Robert Tukamushaba has worked as a porter on gorilla trekking expeditions in Bwindi Impenetrable National Park since 2011. He is 44 years old, the father of three daughters, and lives in a village three kilometres from the Rushaga sector briefing point. In 2026, his eldest daughter, Patience, enrolled in a Bachelor of Commerce programme at Makerere University in Kampala — the first person from her village to attend university in five years. Her university fees were paid from money Robert saved from porter income over 15 years of carrying tourist packs through one of Africa’s most demanding forests. This is his story.
The Porter Economy of Bwindi
Every gorilla trekker in Bwindi can hire a porter. Porters are local community members, vetted and registered by UWA, who carry tourist equipment — daypacks, camera bags, walking sticks — and provide physical support on steep sections of trail. They are not optional extras: for many trekkers, particularly older ones or those with limited mobility, a strong porter is the difference between completing a trek and turning back.
Porter fees are standardised by UWA: a base fee of approximately USD 15 per trek, plus a tip which, by custom, is typically USD 10 to 20 per porter per trek. A porter who works five days per week during peak season can earn USD 125 to 175 per week — a significant income by local standards, though portering is seasonal and physically demanding, and experienced porters rarely work every day of the week.
Robert began portering in 2011 after losing his casual agricultural labouring work when a neighbouring farm was converted to a commercial operation with fewer labour needs. He had no formal education beyond primary level, spoke basic English, and had no prior experience with tourists. What he had was physical strength, reliability, and a growing understanding of what trekkers needed from a porter beyond pack-carrying.
Learning the Trade
In his first two years, Robert was an adequate porter — competent but unremarkable. He carried packs reliably, supported trekkers on difficult terrain, and arrived on time. He did not earn above-average tips. By 2013, he had started paying attention to what distinguished the best-tipped porters from the rest. He noticed they spoke more English, communicated proactively with trekkers about terrain challenges ahead, remembered names, and made eye contact and smiled. These seemed simple things, but they transformed the trekking experience from a functional service into a human connection.
He began studying English grammar from a secondhand textbook and practising conversational English with guides during rest breaks. He asked questions about the tourists’ lives and answered their questions about his own. By 2015, he was consistently among the highest-earning porters in the Rushaga sector, receiving tips of USD 25 to 35 per trek from travellers who described him in reviews as “the highlight of the whole experience.”
Saving for University: The Long Game
Robert and his wife made the decision to save for their daughters’ education early. They opened a savings account with a mobile money service in 2014 and committed to depositing a fixed percentage of every porter payment. They did not have a specific university target in mind — they were saving toward education generally, at whatever level Patience could reach.
By 2019, Patience had completed secondary school with results strong enough to qualify for university. The savings account held approximately UGX 12 million — not enough for a full four-year degree at Makerere, but enough for the first year’s fees with careful management. Robert continued portering through the four years of Patience’s degree, making deposits that covered each subsequent year’s fees. COVID-19 interrupted gorilla tourism completely in 2020 and reduced it significantly in 2021, creating two difficult years where the savings plan stalled. But by 2023, tourism had recovered and savings resumed.
What Patience Studies and Why It Matters
Patience is studying Business Commerce with a focus on tourism management. Her choice of specialisation was deliberate: she has watched gorilla tourism transform her community’s economic possibilities over her entire childhood and wants to understand the business structures that make it work. She intends to return to the Bwindi region after graduating and work in tourism operations — potentially for an operator like us.

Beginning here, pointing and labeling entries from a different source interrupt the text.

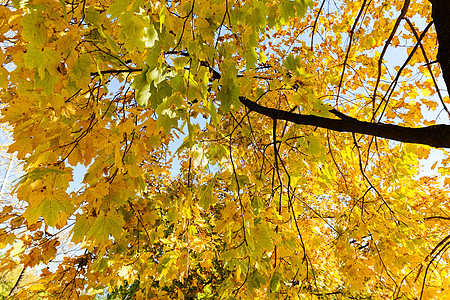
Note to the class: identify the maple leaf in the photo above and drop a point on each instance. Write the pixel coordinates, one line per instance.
(214, 149)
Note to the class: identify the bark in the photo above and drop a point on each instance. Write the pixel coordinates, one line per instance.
(437, 136)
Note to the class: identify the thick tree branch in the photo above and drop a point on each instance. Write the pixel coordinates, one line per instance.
(437, 136)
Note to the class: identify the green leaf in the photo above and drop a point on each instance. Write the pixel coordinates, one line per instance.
(41, 59)
(81, 72)
(274, 284)
(34, 28)
(142, 86)
(106, 224)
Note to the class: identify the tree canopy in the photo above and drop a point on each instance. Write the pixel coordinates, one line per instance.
(303, 126)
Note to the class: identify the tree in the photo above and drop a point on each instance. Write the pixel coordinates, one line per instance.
(289, 186)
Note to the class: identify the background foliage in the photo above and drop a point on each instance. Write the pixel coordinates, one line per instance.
(261, 208)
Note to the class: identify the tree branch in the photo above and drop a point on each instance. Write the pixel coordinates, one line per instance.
(437, 136)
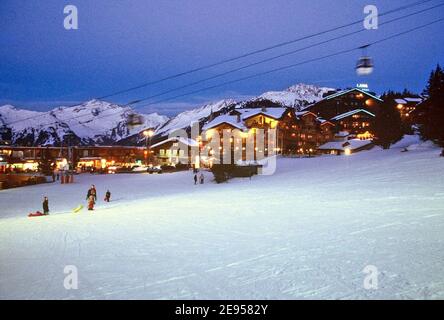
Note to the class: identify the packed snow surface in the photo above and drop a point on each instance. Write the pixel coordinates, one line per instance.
(307, 231)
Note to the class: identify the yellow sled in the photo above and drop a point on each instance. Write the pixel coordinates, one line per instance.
(78, 209)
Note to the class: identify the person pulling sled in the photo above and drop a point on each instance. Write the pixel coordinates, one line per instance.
(107, 196)
(92, 192)
(45, 206)
(91, 202)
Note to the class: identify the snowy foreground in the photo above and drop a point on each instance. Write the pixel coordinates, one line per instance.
(306, 232)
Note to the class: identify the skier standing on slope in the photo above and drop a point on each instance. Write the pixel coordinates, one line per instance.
(107, 196)
(45, 205)
(201, 178)
(92, 192)
(91, 202)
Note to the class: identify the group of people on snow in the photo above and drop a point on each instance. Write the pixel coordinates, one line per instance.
(91, 197)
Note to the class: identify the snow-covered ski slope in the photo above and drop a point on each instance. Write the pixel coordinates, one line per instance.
(306, 232)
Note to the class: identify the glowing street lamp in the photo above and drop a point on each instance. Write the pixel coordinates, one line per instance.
(148, 134)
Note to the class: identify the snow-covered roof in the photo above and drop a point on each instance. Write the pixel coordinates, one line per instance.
(334, 95)
(350, 113)
(342, 134)
(186, 141)
(225, 118)
(407, 100)
(351, 144)
(275, 113)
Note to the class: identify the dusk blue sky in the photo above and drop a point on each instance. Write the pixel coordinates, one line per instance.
(123, 43)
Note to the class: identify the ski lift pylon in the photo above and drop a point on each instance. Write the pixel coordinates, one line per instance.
(364, 66)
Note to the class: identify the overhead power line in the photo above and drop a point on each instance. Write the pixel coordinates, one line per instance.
(265, 60)
(294, 65)
(251, 53)
(278, 56)
(274, 70)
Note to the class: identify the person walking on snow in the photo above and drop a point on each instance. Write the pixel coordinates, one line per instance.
(201, 178)
(92, 192)
(91, 202)
(107, 195)
(45, 205)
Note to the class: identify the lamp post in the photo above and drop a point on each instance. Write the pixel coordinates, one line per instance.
(148, 134)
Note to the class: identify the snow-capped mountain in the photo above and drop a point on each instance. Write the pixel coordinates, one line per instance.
(184, 119)
(101, 122)
(297, 96)
(93, 122)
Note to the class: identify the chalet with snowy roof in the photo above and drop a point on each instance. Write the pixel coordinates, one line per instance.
(296, 132)
(345, 143)
(406, 106)
(173, 150)
(356, 121)
(353, 110)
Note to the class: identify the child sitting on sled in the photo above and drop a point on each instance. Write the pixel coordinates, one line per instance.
(91, 202)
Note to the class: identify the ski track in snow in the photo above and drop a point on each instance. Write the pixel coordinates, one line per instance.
(306, 232)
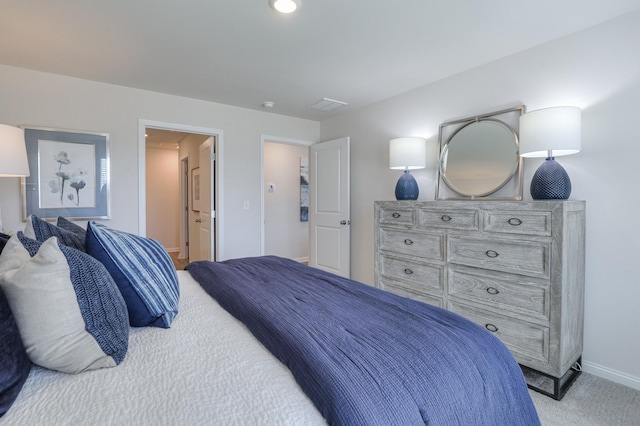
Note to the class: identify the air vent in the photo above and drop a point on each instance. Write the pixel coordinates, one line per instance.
(326, 104)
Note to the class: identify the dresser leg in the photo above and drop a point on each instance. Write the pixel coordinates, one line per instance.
(541, 382)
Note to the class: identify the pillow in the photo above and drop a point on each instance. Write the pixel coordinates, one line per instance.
(69, 311)
(71, 227)
(40, 230)
(143, 271)
(14, 363)
(3, 240)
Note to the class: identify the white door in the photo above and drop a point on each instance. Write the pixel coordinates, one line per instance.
(207, 197)
(329, 207)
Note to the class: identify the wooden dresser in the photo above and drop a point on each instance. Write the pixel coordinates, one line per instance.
(514, 267)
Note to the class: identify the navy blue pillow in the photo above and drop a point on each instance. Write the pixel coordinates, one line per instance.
(3, 240)
(14, 362)
(44, 230)
(101, 304)
(142, 270)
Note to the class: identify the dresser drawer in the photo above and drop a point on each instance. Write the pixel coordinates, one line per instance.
(413, 243)
(397, 216)
(516, 294)
(411, 292)
(520, 257)
(420, 274)
(523, 223)
(448, 219)
(522, 338)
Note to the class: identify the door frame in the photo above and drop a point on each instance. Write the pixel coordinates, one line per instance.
(184, 206)
(275, 139)
(217, 134)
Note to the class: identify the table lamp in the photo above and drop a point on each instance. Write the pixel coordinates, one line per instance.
(407, 154)
(13, 154)
(550, 133)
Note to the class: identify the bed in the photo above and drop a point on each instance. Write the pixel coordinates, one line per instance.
(206, 369)
(218, 354)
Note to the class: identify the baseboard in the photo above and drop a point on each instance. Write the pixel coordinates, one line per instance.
(613, 375)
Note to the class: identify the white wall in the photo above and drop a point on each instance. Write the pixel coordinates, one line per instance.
(163, 197)
(598, 70)
(285, 235)
(49, 100)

“My father carried tourists’ bags so I could study how tourism works,” she wrote in an application essay for a university bursary in 2026. “I want to be on the other side of that equation — not just carrying the bags, but building the business that gives people like my father more work, better pay, and more dignity.” Her application was successful. She is in her second year at Makerere.
Tourism as Development: One Family’s Evidence
Robert’s story is not unique. There are dozens of families in Bwindi’s adjacent communities whose trajectories have been shaped by the income that gorilla tourism provides. But his story is specific and traceable in a way that statistics cannot be. One man’s 15 years of carrying packs through difficult terrain became one young woman’s university degree. That is what gorilla tourism looks like at the scale of a single family — and it is replicated, in different forms, across hundreds of families in communities that the conservation economy of Bwindi has reached.